Por Tomaz Dentinho
O referendo da Grécia é um passo fundamental para os gregos e para os europeus. Trata-se de um passo tremendo de um povo que, por erros de política nacional e europeia, tem que decidir entre dois males: o sacrifício de curto e médio prazo para permanecer no euro, ganhar credibilidade nos mercados da dívida e manter-se ao nível dos mais desenvolvidos; ou, alternativamente, o sacrifício no curto prazo saindo do euro passando a um segundo nível de desenvolvimento e prontificando-se a servir os turistas a preços baixos para estrangeiros e altos para gregos.
Termina assim, na Grécia e na Europa, o período da demagogia orçamental em que governos e oposições, com a conivência e palmas dos votantes e abstenção de eleitores, podiam prometer e até cumprir mundos e fundos para ganhar eleições; só que tudo à custa do aumento da dívida pública; para bem de uns tantos fornecedores estrangeiros, para ilusão dos votantes e ilusão dos contribuintes. De agora em diante quando nos disserem que vão fazer isto e aquilo depois das eleições, ou quando nos oferecerem isto e aquilo antes das eleições, ficamos desconfiados e desejosos de saber de onde vem o dinheiro para tão estranha generosidade de darem com a nossa dívida.
Há décadas ultrapassámos a demagogia da inflação quando percebemos que os aumentos salariais indexados à inflação do ano anterior resultavam invariavelmente em mais inflação no ano seguinte e maior redução do poder de compra. Também estamos ultrapassando a demagogia de que os funcionários públicos são melhores ou piores que os restantes empregados; basta que uns e outros tenham uma remuneração condigna e sejam estimulados pelo bom desempenho, para naturalmente servirem melhor.

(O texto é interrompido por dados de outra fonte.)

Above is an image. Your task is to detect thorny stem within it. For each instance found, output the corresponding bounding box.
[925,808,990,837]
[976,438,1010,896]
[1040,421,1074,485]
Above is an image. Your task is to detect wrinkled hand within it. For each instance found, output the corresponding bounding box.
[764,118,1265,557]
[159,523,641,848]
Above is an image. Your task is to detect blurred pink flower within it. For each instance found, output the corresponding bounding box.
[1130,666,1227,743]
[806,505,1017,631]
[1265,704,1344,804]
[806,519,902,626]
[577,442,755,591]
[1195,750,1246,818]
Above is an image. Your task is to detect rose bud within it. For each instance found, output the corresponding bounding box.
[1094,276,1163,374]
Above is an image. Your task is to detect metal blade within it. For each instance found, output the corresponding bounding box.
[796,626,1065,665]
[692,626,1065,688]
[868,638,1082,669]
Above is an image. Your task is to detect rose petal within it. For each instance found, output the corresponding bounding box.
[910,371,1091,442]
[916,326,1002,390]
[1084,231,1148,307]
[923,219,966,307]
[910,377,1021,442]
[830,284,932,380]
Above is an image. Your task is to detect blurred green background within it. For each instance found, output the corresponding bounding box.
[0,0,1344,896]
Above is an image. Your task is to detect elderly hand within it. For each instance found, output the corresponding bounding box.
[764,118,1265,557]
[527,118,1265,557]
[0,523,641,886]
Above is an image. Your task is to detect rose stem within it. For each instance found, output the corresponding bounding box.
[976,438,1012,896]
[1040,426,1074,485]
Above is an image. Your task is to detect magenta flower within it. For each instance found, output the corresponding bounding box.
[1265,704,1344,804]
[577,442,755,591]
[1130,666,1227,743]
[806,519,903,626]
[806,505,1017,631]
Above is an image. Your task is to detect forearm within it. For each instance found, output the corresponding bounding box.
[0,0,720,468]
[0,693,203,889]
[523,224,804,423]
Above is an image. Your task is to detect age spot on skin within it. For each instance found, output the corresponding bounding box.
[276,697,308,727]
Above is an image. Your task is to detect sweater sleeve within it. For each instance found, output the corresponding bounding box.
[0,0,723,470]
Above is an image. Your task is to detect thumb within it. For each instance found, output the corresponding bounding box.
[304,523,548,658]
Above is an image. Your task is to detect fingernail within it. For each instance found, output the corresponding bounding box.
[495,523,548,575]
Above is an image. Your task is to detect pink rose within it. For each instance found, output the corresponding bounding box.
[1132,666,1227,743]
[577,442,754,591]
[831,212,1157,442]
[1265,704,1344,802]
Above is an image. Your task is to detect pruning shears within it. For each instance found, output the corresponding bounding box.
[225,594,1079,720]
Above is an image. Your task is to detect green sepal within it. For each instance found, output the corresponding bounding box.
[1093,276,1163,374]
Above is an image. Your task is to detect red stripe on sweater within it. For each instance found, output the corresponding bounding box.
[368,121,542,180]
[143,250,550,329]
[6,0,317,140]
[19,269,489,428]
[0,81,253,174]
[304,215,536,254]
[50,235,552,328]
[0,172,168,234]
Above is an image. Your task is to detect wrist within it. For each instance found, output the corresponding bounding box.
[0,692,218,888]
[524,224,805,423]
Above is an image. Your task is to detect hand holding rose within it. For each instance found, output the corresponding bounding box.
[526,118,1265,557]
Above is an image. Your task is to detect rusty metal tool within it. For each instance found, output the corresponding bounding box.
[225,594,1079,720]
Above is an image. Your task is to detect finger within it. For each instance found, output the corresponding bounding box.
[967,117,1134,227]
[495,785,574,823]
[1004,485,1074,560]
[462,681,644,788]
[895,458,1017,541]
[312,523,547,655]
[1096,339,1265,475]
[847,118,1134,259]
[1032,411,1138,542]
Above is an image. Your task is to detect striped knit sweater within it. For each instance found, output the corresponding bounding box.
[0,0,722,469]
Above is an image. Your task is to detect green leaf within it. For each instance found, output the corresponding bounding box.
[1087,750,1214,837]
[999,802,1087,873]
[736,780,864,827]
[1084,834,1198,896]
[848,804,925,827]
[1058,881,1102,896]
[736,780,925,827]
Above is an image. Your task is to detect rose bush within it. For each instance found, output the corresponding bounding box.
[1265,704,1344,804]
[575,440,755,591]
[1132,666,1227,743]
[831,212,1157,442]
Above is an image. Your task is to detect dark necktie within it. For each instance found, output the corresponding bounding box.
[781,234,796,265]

Com o tempo vamos percebendo os males das más gestões urbanas que criaram cidades com inundações, custos de transportes elevados, bairros degradados, ruas insalubres e praças inseguras. São erros mais difíceis de corrigir mas não há dúvida de que, como a assunção dos erros, está aberto um espaço maior para o exercício da cidadania e a busca do bem comum. Também os técnicos começam a ser mais responsáveis e menos medrosos ou corruptíveis.
Sobretudo vamos percebendo que a culpa da situação em que nos encontramos, e em que os gregos se encontram, é nossa e dos gregos. Quando votámos em promessas e obras feitas com o dinheiro dos nossos filhos, quando batemos palmas ou nos calámos quando alguma coisa nos parecia estranho, quando aceitamos que nos inundem com a dicotomia do sim ou não à austeridade (que é não ou sim a mais dívida) e não nos confrontem com as verdadeiras opções de afectar bens públicos aos novos ou aos velhos, aos produtivos ou aos pensionistas, ao norte ou ao sul, aos exportadores ou aos importadores.
Numa campanha da internet ao nível global contribui com 10 Euros para pagar a dívida grega. Gesto simbólico que multiplicado por 1/3 dos europeus daria para pagar os compromissos próximos da dívida grega. Se pensássemos em cada passo que demos depois da entrada no euro teríamos evitado uma história que só não foi igual à dos gregos porque conseguimos que acreditassem em nós; até ver. Em democracia a culpa é nossa. Viva a democracia que nos responsabiliza.